Se o sim vencer, compra de munição será regulamentada Para comerciantes, clientes já começaram a estocar munição e projeção é de a demanda crescer até consulta popular do dia 23

Com a possibilidade de vitória do sim à proibição da venda de armamentos no referendo do dia 23, donos de lojas de armas já encaram a hipótese de fechar o negócio. A organização não-governamental Viva Brasil, favorável à venda de armamentos, estima que o País perderá 90 mil empregos se o sim vencer - no comércio e na produção de armas e munição. Mas a mobilização pré-referendo teve ao menos um efeito positivo para os comerciantes: a demanda aumentou. Lojistas de São Paulo disseram que cresceu o interesse pela compra de munição. "Tivemos, nas últimas semanas, um aumento de 30% na procura. Nitidamente, meu cliente pensou: 'É minha última chance de comprar munição legalmente, então eu vou me abastecer e estocar'", disse Sérgio Maresca, dono da loja Ao Gaúcho, Rua Doutor Vieira de Carvalho, no centro, que existe há 80 anos.

Dona da loja Rio Negro, na Rua Mauá, quase esquina com a Avenida Cásper Líbero, centro, Rosa Maria Damiana Teixeira também notou aumento de demanda. "Mas eu acredito que entre os dias 19 e 23 deve ocorrer o pico da procura por munição." Ela teme, porém, não dar conta do movimento. Disse que um de seus fornecedores, a fabricante de armas e munição CBC, não tem abastecido a loja como antes. "Eles estão em falta, entregam pouca munição, porque também estão com medo de perder mercadoria e por isso não produzem muito."

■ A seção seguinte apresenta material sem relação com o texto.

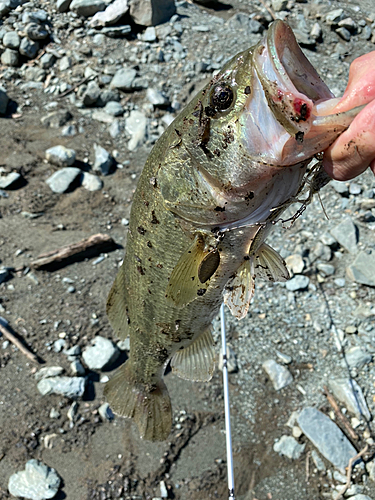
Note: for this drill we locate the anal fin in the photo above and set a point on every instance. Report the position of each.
(148, 405)
(239, 290)
(190, 278)
(197, 361)
(117, 310)
(269, 265)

Nilton Gonçalves de Oliveira, dono da Top Gun, na Avenida São João, é menos otimista do que Rosa. "A procura aumentou, mas a cota de venda permitida é baixa: 50 unidades por ano (por arma registrada)."

O gerente da Casa Speratti, Wanderley Izan , afirmou que o movimento na loja, na Cásper Líbero, aumentou, mas isso não se traduziu em vendas. "Para comprar é necessário apresentar uma autorização da Polícia Federal que, mesmo sendo expedida rapidamente, é desconhecida pela maioria das pessoas." As restrições mencionadas por Izan e Oliveira constam do Estatuto do Desarmamento, aprovado em 2003.

No Rio Grande do Sul, a proximidade do referendo também impulsionou as vendas, mas de armas. "A procura aumentou de 300% a 400%, mas é bom lembrar que a base do primeiro semestre é próxima a zero", disse, sem revelar números, Dempsey Magaldi, diretor do Grupo Magaldi, que tem uma loja e uma escola de tiro em Porto Alegre.

O médico Flávio Braga é um dos compradores recentes. Ele já encaminhou a documentação, fez os testes e só espera a concessão do porte para retirar sua pistola calibre 380 e carregá-la entre um plantão e outro na madrugada de Porto Alegre. "Meu único objetivo é a defesa pessoal", afirmou.

Os dados da PF, que faz o registro e concede o porte, confirmam a tendência detectada por Magaldi. O número de registros emitidos no Rio Grande do Sul saltou de 156 em maio para 1.577 em junho e 1.624 em julho. O delegado de Defesa Institucional, Luiz Nestor Contreira, admitiu que o volume de portes cresceu, mas destaca que havia uma demanda reprimida, do período entre a aprovação do estatuto, em dezembro de 2003, e a sua regulamentação, em julho de 2004. "Foi só depois disso que os interessados tomaram conhecimento das exigências."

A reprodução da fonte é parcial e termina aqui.